The other record of existence, obviously, is the external content itself. The subject. Be it a simple shot of a good time with friends, an epic event in history, or a candid moment between a stranger and her shopping cart. The whole record of existence framework can happen simultaneously: a record of a photographer’s mind and a record of the subject they’re recording. Which brings me back to your question: I definitely think there’s a difference between recording a memory and a moment. I like to think of ‘moments’ as organic or candid. Photos made exclusively for ‘memories’ are more like reminders. For example, the famous ‘Oh, here I am posing in front of the Eiffel tower’ photo. This picture becomes a document of the real moments before, and after: of your looks, your age at the time, where you visited–proof really, a reminder of everything attached to it. That’s not to say that capturing candid, organic moments is superior, they just mean different things.
REGION: Observation requires us to immerse ourselves in looking and listening without passing judgment on a scene. When you photograph street life, how do you navigate the dynamic between being a silent observer and an active storyteller?
KATE: I am definitely watching the world with a bias. If I was shooting for a newspaper and it was clean-cut photojournalism, my commentary probably wouldn’t fly and I would make sure to get my facts and frames straight. But to be honest, I love inserting my own commentary into a scene.
It’s not lying or judging, it’s watching a life unfold candidly in front of you, then finding entertainment or insight in your initial reactions and assumptions. A photographer’s perception is all a part of the interaction. Even without words, how someone frames a scene will only show a fragment of the whole story.
I mean, sure, sometimes for street situations I’ll sit down afterwards with a person I’ve photographed and get a story from them, or the interaction with them becomes the story—at that point my narration is based in reality and I won’t change the facts. But when I don’t know them, a street photo will often come together so perfectly to suit a quip or observation about life as a whole that I’ll use it visually as such. There’s a time and place for taking artistic licenses— it’s how you circumnavigate being an objective observer versus simply being a living, breathing, biased human being with a unique set of binoculars.
REGION: Picture this: You’re sitting on the deck of an old friend’s cabin. It’s dusk and the mid summer sun is setting over the mountains. You have a beer in your hand and friends all around you. What are you listening to?
KATE: Dubstep, for-sure.
…No, I’m kidding (although I have friends who would try for it).
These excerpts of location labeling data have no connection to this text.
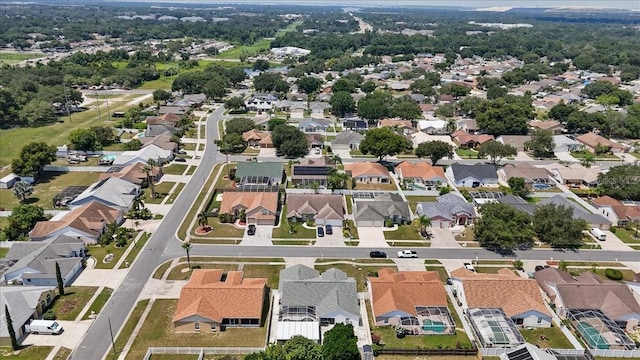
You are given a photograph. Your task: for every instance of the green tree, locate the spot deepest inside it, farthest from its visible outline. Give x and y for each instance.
(59, 280)
(12, 332)
(84, 139)
(33, 158)
(383, 142)
(342, 103)
(555, 225)
(187, 248)
(518, 187)
(340, 343)
(503, 228)
(434, 150)
(309, 84)
(496, 151)
(541, 143)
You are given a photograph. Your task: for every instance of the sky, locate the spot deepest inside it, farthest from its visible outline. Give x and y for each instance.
(620, 4)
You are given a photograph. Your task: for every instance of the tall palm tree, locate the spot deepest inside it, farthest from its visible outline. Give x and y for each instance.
(187, 247)
(21, 190)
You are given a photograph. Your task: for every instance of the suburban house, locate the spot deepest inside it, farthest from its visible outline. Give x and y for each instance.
(368, 172)
(414, 299)
(517, 141)
(382, 207)
(619, 213)
(518, 297)
(24, 304)
(313, 125)
(322, 209)
(554, 126)
(588, 291)
(472, 176)
(85, 222)
(347, 140)
(563, 143)
(257, 138)
(465, 140)
(310, 303)
(259, 173)
(310, 171)
(260, 208)
(436, 126)
(134, 173)
(36, 261)
(403, 126)
(422, 175)
(532, 175)
(112, 192)
(449, 210)
(210, 301)
(592, 141)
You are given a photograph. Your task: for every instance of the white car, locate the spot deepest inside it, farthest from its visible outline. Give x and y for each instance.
(407, 254)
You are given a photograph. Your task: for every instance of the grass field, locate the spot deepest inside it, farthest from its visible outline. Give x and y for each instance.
(158, 331)
(12, 140)
(68, 307)
(49, 185)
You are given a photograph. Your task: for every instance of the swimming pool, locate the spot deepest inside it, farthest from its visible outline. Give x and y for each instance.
(541, 187)
(434, 326)
(592, 336)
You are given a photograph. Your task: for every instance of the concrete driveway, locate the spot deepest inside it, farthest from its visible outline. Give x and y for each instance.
(262, 236)
(371, 237)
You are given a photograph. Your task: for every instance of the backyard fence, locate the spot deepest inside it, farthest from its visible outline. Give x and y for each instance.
(200, 351)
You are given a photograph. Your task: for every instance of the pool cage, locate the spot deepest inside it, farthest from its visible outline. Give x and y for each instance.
(598, 331)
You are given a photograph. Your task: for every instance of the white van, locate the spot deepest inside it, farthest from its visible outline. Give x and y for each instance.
(598, 234)
(44, 327)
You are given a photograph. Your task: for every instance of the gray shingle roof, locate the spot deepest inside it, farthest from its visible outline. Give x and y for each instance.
(332, 291)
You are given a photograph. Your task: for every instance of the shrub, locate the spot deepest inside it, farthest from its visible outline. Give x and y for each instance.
(613, 274)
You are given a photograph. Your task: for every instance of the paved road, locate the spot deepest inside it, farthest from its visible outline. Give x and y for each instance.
(97, 341)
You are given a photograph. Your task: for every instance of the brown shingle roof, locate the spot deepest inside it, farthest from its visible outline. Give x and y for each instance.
(207, 296)
(405, 290)
(91, 219)
(506, 290)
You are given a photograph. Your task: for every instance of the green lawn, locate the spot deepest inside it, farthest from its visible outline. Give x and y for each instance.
(138, 245)
(174, 169)
(359, 273)
(12, 140)
(158, 331)
(127, 329)
(49, 185)
(68, 307)
(555, 339)
(404, 232)
(27, 353)
(99, 302)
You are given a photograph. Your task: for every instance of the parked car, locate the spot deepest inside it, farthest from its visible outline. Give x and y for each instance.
(407, 254)
(378, 254)
(328, 229)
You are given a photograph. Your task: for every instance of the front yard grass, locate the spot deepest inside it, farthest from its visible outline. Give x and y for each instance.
(27, 353)
(158, 331)
(99, 302)
(49, 184)
(554, 338)
(358, 272)
(68, 306)
(174, 169)
(388, 335)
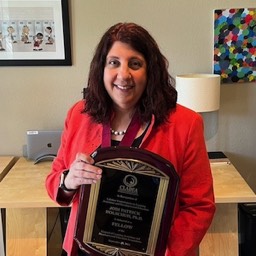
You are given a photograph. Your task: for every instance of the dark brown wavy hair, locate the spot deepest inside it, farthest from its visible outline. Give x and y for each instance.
(159, 97)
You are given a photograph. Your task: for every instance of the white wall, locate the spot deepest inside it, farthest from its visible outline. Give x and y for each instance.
(39, 97)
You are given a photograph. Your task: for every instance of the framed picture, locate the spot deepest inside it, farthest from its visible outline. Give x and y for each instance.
(235, 44)
(34, 33)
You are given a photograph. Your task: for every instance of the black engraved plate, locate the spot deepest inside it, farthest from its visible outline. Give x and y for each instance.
(129, 212)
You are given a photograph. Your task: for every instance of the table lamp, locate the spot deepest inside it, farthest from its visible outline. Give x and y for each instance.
(199, 92)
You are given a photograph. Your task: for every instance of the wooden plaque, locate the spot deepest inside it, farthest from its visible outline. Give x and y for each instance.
(129, 212)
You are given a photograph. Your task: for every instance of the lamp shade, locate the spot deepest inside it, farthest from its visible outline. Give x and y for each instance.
(199, 92)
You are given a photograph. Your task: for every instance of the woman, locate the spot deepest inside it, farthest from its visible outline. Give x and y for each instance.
(129, 78)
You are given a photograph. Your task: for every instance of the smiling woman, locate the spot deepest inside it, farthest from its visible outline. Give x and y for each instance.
(131, 92)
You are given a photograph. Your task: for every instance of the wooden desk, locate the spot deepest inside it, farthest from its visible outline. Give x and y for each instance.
(23, 194)
(6, 163)
(230, 189)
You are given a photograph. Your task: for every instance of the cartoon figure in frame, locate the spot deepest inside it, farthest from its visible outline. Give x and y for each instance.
(38, 40)
(25, 35)
(11, 31)
(1, 42)
(48, 31)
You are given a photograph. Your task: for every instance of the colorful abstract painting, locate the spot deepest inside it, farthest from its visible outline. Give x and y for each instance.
(235, 45)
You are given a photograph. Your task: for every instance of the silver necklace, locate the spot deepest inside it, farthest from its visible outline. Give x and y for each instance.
(113, 132)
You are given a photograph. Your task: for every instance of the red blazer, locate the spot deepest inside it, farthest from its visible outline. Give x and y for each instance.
(180, 140)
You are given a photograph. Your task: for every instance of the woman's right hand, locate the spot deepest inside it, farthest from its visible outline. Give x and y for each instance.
(82, 171)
I’m not a music snob, but in that situation it’d have to be something classic. 60’s folk-rock for me, definitely. When you’re in a natural setting that wraps your soul visually, you have to match it with some equally soulful, natural sounds. Dylan, maybe even Petty would do it for me in that instance. If I was feeling something modern: the Head & the Heart. I’m not a stranger to the electronic scene, but my loyalties always lie with a man & a guitar.